Tuesday, April 27, 2010

The Wounded Liturgy



Intervention by His Excellency, Msgr. Rev. M. Aillet, Bishop of Bayonne, France from the Theological Convention in Rome earlier in March of this year. The theme was "Faithfulness of Christ, Faithfulness of the Priest".

Here's an excerpt by New Liturgical Movement posted in March.
The opening to the world called for by Vatican II has often been interpreted, in the years after the Council, as a sort of "conversion to secularisation": This attitude was not lacking in generosity, but it led to obscuring the importance of the liturgy and to minimise the need for observing the rites, which were considered too distant from the life of the world which had to be love and with whom one had to be fully connected, up to being fascinated by it. The result was a grave crisis of identity of the priest who could no longer perceive the importance of the salvation of souls and the need to announce to the world the newness of the Gospel of Salvation. The liturgy is, without doubt, the privileged place of deepening the identity of the priest, called to "fight the secularization"; for, as Jesus says, in his priestly prayer: "I pray not that thou shouldst take them out of the world, but that thou shouldst keep them from evil. They are not of the world, as I also am not of the world. Sanctify them in truth. Thy word is truth." (John 17, 15-17).

This certainly will be possible through a more rigorous observation of the liturgical norms that preserve the priest from the requirement, even the unconscious one, to draw the attention of the faithful on his person: the liturgical ritual which the celebrant is called to receive filially from the Church in fact allows the faithful to come more easily to the presence of Christ the Lord, of which the liturgical celebration must be a telling sign, and which must always come first. The liturgy is wounded when the faithful are left to the arbitrariness of the celebrant, his quirks, his personal ideas or opinions, to his own wounds. Hence also follows the importance of not banalising the rites which, tearing us away from the secular world and thus from the temptation of immanentism, have the gift to immerse us suddenly in the Mystery and open ourselves to the Transcendent.

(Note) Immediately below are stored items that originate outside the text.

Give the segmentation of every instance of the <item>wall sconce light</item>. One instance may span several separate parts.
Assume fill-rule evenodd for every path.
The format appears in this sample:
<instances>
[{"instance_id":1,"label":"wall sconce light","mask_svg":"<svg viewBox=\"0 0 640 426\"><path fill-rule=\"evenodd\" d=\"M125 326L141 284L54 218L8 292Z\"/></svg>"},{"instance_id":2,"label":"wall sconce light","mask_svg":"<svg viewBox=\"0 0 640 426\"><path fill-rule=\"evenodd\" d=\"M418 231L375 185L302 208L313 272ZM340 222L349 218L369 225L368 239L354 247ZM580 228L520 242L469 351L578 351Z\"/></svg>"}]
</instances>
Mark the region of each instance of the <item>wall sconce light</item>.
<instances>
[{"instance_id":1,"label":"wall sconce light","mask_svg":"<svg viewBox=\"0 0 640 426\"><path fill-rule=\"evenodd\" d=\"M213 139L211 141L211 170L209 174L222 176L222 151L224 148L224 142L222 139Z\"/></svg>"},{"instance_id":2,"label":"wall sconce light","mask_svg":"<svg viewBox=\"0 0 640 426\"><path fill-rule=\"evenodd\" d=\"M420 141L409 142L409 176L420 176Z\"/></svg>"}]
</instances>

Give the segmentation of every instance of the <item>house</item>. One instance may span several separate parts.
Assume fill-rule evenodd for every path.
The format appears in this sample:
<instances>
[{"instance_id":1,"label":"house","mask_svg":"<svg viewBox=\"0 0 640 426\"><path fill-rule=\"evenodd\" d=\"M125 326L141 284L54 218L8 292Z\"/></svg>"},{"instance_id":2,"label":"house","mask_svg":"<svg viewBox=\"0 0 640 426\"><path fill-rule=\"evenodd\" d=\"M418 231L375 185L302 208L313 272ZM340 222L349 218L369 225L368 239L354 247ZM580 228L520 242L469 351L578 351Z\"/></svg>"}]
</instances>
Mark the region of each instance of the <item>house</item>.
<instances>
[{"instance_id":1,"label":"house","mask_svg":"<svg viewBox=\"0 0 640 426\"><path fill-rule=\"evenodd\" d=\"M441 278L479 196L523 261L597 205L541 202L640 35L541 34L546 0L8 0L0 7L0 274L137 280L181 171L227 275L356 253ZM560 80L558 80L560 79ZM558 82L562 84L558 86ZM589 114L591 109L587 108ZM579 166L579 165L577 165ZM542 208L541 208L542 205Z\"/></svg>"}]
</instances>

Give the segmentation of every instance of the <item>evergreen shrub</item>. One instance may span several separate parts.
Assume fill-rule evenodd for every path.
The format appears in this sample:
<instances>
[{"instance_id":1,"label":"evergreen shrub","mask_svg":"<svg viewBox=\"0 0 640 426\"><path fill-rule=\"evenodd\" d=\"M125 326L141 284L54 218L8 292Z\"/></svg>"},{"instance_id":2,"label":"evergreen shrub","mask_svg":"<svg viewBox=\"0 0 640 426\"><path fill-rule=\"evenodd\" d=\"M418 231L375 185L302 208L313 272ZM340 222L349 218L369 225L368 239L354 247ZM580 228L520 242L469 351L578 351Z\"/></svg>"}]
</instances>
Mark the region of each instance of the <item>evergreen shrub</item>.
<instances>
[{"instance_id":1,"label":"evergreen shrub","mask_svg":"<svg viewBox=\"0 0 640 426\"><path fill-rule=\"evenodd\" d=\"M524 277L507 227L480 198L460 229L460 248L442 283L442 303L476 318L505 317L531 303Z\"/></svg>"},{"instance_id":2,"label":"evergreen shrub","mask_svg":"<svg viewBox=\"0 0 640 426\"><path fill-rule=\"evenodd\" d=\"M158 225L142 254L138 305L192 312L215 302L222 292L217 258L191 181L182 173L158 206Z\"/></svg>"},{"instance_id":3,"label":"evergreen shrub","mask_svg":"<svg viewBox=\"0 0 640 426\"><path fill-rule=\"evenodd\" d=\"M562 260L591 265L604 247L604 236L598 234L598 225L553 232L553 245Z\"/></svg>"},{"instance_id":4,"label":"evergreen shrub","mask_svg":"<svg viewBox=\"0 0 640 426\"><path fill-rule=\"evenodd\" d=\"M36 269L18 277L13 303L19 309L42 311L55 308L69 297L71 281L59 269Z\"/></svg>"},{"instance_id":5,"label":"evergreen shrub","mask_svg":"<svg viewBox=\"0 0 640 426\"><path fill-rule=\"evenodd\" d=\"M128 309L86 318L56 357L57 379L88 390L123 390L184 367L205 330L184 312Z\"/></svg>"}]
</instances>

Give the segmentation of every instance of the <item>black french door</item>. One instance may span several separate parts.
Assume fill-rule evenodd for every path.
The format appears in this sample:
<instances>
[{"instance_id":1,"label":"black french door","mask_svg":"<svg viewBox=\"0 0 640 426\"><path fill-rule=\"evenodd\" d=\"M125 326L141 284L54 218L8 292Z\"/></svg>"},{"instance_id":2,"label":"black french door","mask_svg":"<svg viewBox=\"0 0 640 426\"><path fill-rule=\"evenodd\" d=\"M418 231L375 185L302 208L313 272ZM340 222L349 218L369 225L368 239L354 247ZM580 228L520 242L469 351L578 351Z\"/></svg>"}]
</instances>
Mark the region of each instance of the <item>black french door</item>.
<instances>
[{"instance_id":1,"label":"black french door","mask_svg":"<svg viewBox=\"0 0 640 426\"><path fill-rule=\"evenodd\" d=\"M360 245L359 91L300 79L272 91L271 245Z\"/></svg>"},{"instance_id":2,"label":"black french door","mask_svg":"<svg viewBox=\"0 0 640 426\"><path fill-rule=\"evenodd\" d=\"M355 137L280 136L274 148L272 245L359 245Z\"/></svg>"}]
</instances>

In this sense, one can never stress enough the importance of the silence preceding the liturgical celebration, an inner narthex, where we are freed of the concerns, even if legitimate, of the secular world, in order to enter the sacred space and time where God will reveal his Mystery; [sc. one can never stress enough the importance] of silence in the liturgy to open oneself more readily to the action of God; and [sc. one can never stress enough] the appropriateness of a period of thanksgiving, integrated or not into celebration, to apprehend the inner extent of the mission that awaits us, once we were back in the world. Teh obedience of the priest to the rubrics is also itself a silent and eloquent sign of his love for the Church of which he is but the minister, i.e. the servant.

Hence also the importance of the formation of future priests in the liturgy and especially in the interior participation, without which the outward participation advocated by the reform would be soulless and would favor a partial understanding of the liturgy that would express itself in terms of excessive theatricalisation of the roles, reductive cerebralisation of the rites and abusive self-celebration of the assembly. If active participation, which is the operating principle of the liturgical reform, is not the exercise of the "supernatural sense of faith," the liturgy is no longer the work of Christ, but of men. Stressing the importance of liturgical formation of priests, Vatican Council II made the liturgy one of the main subjects of ecclesiastical studies, avoiding reducing it to a purely intellectual formation: in fact, prior to being an object of study, the liturgy is living, or rather, is "to transcend one's own life to merge into the life of Christ." It is the ultimate immersion of all Christian life: immersion in the sense of faith and in the sense of the Church, in praise and in adoration, as in the mission.

We are therefore called to a true "Sursum corda". The phrase from the preface, "lift up your hearts", introduces the faithful to the heart of hearts of the liturgy: Christ's Passover, that is, his passing from this world to the Father. The meeting of the Risen Jesus with Mary Magdalene on the morning of the Resurrection, is very significant in this sense: with his "Noli me tangere" Jesus invites Mary Magdalene to "look to the realities of the highest", making her realise in her heart that he is not yet ascended to the Father and requesting her to go and tell his disciples that he must go up to his God and our God, his Father and our Father. The liturgy is exactly the place of this elevation, this stretching towards God which gives life a new horizon, and thereby its decisive orientation. Provided that we do not regard it as material available to our all too human manipulations, but that we observe, with filial obedience, the prescriptions of Holy Church.